Companies who run their own unfunded courses and label them ‘apprenticeships’ will continue to be able to deliver such programmes in less than a year without fear of a proposed Magistrates’ Court prosecution and fine.
Even firms that run internal ‘apprenticeship’ programmes with government funding not specifically for the official scheme will remain free from strict rules that apply to BIS-funded apprenticeship provision — such as the 12-month minimum duration.
However, colleges and independent learning providers would be subject to the legislation put forward in a Department for Business, Innovation and Skills (BIS) consultation launched yesterday, prompting a warning that the employers’ exemption could place the interests of learners at risk.
A BIS spokesperson, who said the “vast majority” of training providers were “successful in delivering excellent training,” defended the exemption for employers. He said: “The aim of this legislation is to affect the behaviour of some providers at the margins who detract from the overall positive picture.”
The three-week consultation ends on August 19 and aims to outlaw providers using the term ‘apprenticeship’ or ‘apprentice’ for any course or training in England other than a government-funded apprenticeship.
It is hoped the results of the consultation, which asks for examples of poor apprenticeship practice among providers not funded for the programme, will add to the government’s case to give apprenticeships the same legal protection as a degree in the Enterprise Bill — due to come before Parliament in the autumn.
But exempting employers could endanger the interests of apprentices, warned a spokesperson for the Association of Employment and Learning Providers.
“If this means that without fear of sanction an employer could pass off training as an apprenticeship, which didn’t follow the official guidelines of an apprenticeship, then the term could remain not fully protected,” he said.
“The danger with exempting employers is that it might cause confusion when a prime concern should be protecting the interests of the apprentice.”
“It focuses the legal penalty where it matters most, on rogue training providers,” he said. “I can think of one very large international employer which runs its own ‘apprenticeship’, to a high standard, but with no Skills Funding Agency subsidy.
“Why should government get in their way, or increase costs to the taxpayer by forcing it into the government system for no benefit, or waste time having a scrap about it, when the real problem is rogue providers?”
He added: “Some of the detail of the proposal needs work, because it looks like some employers can call their programme an apprenticeship but the training provider working with them can’t, but overall this looks a neat way forward.”
BIS has previously given examples of poor provision labelled an apprenticeship despite not being publicly-funded as such.
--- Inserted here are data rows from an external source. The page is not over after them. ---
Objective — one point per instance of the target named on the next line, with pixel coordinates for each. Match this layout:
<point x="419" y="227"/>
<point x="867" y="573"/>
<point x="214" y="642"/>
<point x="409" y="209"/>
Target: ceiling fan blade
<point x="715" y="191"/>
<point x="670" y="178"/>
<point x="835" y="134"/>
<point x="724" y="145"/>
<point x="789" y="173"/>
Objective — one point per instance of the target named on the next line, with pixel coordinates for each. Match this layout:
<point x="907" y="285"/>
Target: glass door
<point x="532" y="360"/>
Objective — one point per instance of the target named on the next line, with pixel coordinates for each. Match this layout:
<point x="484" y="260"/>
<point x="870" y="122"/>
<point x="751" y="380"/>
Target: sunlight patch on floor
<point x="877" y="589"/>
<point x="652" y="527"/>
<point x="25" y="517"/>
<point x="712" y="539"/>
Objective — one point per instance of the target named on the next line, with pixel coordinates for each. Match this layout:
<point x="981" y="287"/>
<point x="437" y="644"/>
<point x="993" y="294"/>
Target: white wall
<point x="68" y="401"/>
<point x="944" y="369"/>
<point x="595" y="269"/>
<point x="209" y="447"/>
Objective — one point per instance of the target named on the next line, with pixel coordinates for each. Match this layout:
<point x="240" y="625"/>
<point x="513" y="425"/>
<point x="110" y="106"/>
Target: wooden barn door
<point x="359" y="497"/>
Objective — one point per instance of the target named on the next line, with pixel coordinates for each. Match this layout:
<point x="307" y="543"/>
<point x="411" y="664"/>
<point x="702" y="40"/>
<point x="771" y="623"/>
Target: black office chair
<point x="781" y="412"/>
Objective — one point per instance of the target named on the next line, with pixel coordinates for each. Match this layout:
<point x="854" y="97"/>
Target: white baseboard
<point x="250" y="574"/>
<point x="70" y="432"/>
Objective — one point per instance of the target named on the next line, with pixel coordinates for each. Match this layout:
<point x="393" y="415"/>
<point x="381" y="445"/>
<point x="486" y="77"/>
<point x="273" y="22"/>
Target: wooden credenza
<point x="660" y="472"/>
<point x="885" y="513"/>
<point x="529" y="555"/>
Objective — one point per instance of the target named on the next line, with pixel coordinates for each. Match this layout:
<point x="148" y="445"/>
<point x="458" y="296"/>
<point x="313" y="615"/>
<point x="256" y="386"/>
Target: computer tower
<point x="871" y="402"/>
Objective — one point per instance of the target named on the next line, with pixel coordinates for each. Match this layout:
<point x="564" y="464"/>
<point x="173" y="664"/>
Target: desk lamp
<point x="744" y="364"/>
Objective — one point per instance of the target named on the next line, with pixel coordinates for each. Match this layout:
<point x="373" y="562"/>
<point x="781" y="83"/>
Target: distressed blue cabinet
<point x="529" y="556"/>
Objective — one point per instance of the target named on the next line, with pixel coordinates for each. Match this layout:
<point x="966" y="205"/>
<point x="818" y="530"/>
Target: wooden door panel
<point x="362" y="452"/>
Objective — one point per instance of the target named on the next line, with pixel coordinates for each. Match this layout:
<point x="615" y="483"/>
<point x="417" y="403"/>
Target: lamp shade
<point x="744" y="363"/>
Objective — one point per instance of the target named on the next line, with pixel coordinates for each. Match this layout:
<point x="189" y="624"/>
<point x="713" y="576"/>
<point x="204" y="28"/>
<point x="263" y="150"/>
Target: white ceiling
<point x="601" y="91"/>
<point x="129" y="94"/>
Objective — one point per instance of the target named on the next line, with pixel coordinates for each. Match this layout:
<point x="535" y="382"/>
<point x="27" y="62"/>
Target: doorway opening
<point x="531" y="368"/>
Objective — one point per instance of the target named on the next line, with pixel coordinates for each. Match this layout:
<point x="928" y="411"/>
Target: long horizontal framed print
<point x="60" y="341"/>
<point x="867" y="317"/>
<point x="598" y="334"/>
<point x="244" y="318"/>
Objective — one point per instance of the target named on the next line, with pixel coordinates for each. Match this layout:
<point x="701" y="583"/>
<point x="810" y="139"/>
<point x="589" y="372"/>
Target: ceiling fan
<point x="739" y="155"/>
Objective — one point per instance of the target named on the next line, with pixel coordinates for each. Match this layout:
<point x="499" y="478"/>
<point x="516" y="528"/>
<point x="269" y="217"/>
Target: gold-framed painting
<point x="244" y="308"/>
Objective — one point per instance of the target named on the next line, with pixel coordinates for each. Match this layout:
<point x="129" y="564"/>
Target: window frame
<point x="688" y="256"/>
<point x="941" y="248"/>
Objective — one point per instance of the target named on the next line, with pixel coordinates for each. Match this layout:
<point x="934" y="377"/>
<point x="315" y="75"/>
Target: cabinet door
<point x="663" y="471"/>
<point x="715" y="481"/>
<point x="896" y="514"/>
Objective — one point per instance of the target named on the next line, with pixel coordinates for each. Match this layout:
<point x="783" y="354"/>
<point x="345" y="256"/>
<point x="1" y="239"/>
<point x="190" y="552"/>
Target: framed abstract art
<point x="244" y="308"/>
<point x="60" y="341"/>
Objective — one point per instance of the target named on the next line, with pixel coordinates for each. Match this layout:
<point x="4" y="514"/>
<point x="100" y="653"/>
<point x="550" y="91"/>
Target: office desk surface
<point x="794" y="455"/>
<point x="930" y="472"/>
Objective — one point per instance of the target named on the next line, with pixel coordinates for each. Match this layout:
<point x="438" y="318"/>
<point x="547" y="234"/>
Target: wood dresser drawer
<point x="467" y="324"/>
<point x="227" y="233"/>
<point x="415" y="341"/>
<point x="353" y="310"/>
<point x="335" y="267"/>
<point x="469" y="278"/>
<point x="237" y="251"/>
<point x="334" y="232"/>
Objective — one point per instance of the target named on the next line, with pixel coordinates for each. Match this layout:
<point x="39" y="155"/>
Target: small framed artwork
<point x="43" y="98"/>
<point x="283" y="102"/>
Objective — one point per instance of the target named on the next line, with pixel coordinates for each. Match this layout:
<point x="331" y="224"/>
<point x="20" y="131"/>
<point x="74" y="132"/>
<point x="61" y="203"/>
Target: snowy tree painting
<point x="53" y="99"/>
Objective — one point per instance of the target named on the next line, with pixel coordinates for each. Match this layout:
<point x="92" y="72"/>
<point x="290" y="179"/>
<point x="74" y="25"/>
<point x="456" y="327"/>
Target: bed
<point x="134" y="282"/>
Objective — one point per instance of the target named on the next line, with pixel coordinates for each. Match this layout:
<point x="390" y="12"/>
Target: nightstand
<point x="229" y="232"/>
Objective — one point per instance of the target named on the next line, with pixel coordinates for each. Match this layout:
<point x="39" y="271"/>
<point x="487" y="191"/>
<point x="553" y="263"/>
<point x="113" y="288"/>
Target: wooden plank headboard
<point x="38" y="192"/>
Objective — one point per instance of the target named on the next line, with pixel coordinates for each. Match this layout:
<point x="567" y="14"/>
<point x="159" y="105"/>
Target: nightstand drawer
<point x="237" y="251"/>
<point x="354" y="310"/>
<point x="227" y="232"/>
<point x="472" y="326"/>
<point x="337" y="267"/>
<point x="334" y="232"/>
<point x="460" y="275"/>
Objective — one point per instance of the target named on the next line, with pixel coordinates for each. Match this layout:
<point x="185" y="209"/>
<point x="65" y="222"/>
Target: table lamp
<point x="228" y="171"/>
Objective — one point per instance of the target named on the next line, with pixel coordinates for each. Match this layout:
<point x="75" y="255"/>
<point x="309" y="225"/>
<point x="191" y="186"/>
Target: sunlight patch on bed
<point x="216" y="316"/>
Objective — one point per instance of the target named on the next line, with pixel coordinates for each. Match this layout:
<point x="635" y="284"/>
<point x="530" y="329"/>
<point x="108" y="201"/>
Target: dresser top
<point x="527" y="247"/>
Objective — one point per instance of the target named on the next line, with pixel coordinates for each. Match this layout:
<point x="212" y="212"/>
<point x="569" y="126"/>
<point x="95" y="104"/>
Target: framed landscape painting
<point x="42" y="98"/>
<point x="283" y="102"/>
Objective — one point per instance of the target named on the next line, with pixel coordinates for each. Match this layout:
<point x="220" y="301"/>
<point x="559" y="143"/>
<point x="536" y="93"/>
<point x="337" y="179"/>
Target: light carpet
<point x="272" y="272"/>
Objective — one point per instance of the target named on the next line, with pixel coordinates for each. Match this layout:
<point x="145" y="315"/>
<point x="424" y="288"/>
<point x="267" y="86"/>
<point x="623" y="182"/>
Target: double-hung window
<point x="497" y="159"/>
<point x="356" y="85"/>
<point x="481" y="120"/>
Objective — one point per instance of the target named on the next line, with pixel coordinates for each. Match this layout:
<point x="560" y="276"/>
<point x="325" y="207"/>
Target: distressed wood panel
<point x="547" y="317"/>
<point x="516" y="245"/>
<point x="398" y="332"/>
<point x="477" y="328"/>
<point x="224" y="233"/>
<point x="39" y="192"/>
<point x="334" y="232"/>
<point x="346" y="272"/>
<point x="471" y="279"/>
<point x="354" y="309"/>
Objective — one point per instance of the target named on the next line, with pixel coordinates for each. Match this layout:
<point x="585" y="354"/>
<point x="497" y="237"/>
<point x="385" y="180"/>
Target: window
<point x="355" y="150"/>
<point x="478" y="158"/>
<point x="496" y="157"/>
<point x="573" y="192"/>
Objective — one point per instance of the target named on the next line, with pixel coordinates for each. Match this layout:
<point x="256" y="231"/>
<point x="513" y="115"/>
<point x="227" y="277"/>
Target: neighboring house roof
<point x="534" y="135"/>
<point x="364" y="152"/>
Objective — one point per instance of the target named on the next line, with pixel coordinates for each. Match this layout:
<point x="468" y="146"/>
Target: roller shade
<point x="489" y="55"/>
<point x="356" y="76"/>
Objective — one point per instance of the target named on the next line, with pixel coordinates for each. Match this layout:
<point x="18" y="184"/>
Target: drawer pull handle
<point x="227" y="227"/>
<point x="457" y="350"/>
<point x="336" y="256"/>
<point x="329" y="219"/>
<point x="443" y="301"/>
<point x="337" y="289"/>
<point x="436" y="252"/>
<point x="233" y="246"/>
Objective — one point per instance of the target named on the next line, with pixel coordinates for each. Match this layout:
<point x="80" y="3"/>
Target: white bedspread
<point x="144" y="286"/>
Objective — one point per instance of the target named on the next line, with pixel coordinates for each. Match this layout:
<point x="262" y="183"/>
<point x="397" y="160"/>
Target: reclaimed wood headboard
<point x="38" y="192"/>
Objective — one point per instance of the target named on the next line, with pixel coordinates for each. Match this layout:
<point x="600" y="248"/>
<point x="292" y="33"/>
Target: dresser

These included where the provider never even visited the learner’s workplace or where the provider refused to hand over candidate applications to employers when they tried to look for an alternative provider.
“Government’s high profile commitment to achieve 3m more apprenticeship starts in the Parliament will continue to increase the status and focus on apprenticeships, and the quality that they offer,” it says in the consultation document.
“However, this also increases the risk that a small number of training providers could use the term ‘apprenticeship’ to refer to a course of learning which does not meet these strict quality measures.
“Employers, parents and prospective apprentices could therefore be misled into thinking they were being offered a high quality government-funded apprenticeship, when this is not the case.
“Further, the rights and reputations of training providers who do offer statutory apprenticeships could be undermined.”